Targeting the AI skills gap, IBM launches deep learning-as-a-service
A growing number of organizations are embracing artificial intelligence. Meanwhile, the rapid pace of technology advances and shortage of workers with the right skills for many emerging technologies is prompting many firms to invest in software-as-a-solution options.
With both of those trends in mind, IBM has announced the launch of its new deep learning-as-a-service, within the IBM Watson studio.
The new service announced came in the form of a blog from Ruchir Puri, chief architect, IBM Watson and IBM Fellow. “Drawing from advances made at IBM Research, deep learning-as-a-service enables organizations to overcome the common barriers to deep learning deployment: skills, standardization and complexity,” Purri said. “It embraces a wide array of popular open source frameworks like TensorFlow, Caffe, PyTorch and others, and offers them truly as a cloud-native service on IBM Cloud, lowering the barrier to entry for deep learning.”
Artificial intelligence will be the most disruptive class of technologies over the next decade, Purri said, “fueled by near-endless amounts of data, and unprecedented advances in deep learning. The rise of deep learning has been fueled by three recent trends: the explosion in the amount of training data; the use of accelerators such as graphics processing units (GPUs); and the advancement in the training algorithms and neural network architectures.”
While artificial intelligence has gotten plenty of press in recent months, it is actually not a technology, but a family of a dozen or so technologies. Deep learning is one of them, but perhaps one of the least understood.
“Training of deep neural networks, known as deep learning, is currently highly complex and computationally intensive,” Puri explained in his blog. “It requires a highly-tuned system with the right combination of software, drivers, compute, memory, network and storage resources. To realize the full potential of this rising trend, we want this technology to be more easily accessible to developers and data scientists so they can focus more on doing what they do best – concentrating on data and its refinements, training neural network models with automation over these large datasets, and creating cutting edge models.”
IBM’s goal is to make it easier for software developers to build deep learning models.
“Deep learning-as-a-service has unique features, such as Neural Network Modeler, to lower the barrier to entry for all users, not just a few experts. The enhancements live within Watson Studio, our cloud-native, end-to-end environment for data scientists, developers, business analysts and SMEs to build and train AI models that work with structured, semi-structured and unstructured data — while maintaining an organization’s existing policy/access rules around the data.”

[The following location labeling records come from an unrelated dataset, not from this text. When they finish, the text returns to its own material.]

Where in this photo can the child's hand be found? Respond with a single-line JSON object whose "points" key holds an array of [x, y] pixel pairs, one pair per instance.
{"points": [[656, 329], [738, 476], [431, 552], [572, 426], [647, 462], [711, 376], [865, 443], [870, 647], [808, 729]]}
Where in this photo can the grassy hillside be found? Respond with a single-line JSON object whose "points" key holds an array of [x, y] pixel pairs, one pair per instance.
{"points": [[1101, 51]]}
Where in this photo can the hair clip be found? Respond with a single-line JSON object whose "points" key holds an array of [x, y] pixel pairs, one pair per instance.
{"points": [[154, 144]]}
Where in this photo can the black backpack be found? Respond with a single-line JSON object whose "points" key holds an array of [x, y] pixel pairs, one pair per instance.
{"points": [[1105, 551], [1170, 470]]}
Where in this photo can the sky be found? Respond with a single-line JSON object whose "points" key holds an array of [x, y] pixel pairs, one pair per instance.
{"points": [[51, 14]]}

IBM unveiled a few new technologies and capabilities this week that the firm said will “democratize AI for developers, data scientists and enterprise professionals.” These included:
- “IBM’s newly-launched Watson Data Kits provide industry-specific datasets to help enterprises train and develop AI within their company. Faster and more streamlined AI training workflows for data scientists let business leaders quickly extract valuable insight from their data. Watson Data Kits for travel and food will be available in Q2, with additional industry-specific kits launching later this year.”

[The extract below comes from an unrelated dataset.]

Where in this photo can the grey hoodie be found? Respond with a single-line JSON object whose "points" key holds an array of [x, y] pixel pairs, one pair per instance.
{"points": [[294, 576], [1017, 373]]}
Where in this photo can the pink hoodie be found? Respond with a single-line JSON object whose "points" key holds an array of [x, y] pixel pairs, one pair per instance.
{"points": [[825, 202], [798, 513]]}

- “We’ve also open-sourced the core of our Deep Learning as a Service offering -- Fabric for Deep Learning (Ffdl or fiddle for short). The move not only embraces a wide array of popular open source frameworks, but also lowers the barrier to entry for deep learning. It’s a truly cloud-native offering and the latest in IBM’s long history of establishing open source centers of gravity in Cloud, Data, AI and Transactions.”

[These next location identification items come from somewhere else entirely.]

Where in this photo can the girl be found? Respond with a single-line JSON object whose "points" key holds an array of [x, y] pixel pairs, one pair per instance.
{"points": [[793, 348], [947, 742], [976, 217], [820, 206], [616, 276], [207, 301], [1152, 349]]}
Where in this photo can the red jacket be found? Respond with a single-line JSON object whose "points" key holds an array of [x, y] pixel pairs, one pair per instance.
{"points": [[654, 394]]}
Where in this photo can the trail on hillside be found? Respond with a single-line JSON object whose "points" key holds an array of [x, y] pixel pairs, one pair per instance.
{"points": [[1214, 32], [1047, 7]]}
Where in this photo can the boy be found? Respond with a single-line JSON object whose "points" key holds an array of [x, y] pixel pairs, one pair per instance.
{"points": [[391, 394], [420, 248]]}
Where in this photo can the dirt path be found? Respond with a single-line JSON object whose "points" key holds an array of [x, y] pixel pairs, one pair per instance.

- “Taking our open-source commitment two steps further we unveiled MAX (Model Asset Xchange) and CODAIT (the Center for Open-Source Data & AI Technologies). MAX is like an app store for machine learning models. Free of cost, the exchange will let users easily discover, rate and deploy available models. CODAIT expands the mission of the Spark Technology Center, making AI models dramatically easier to create, deploy and manage. With partners like Google, CODAIT will create much-needed AI industry standards.”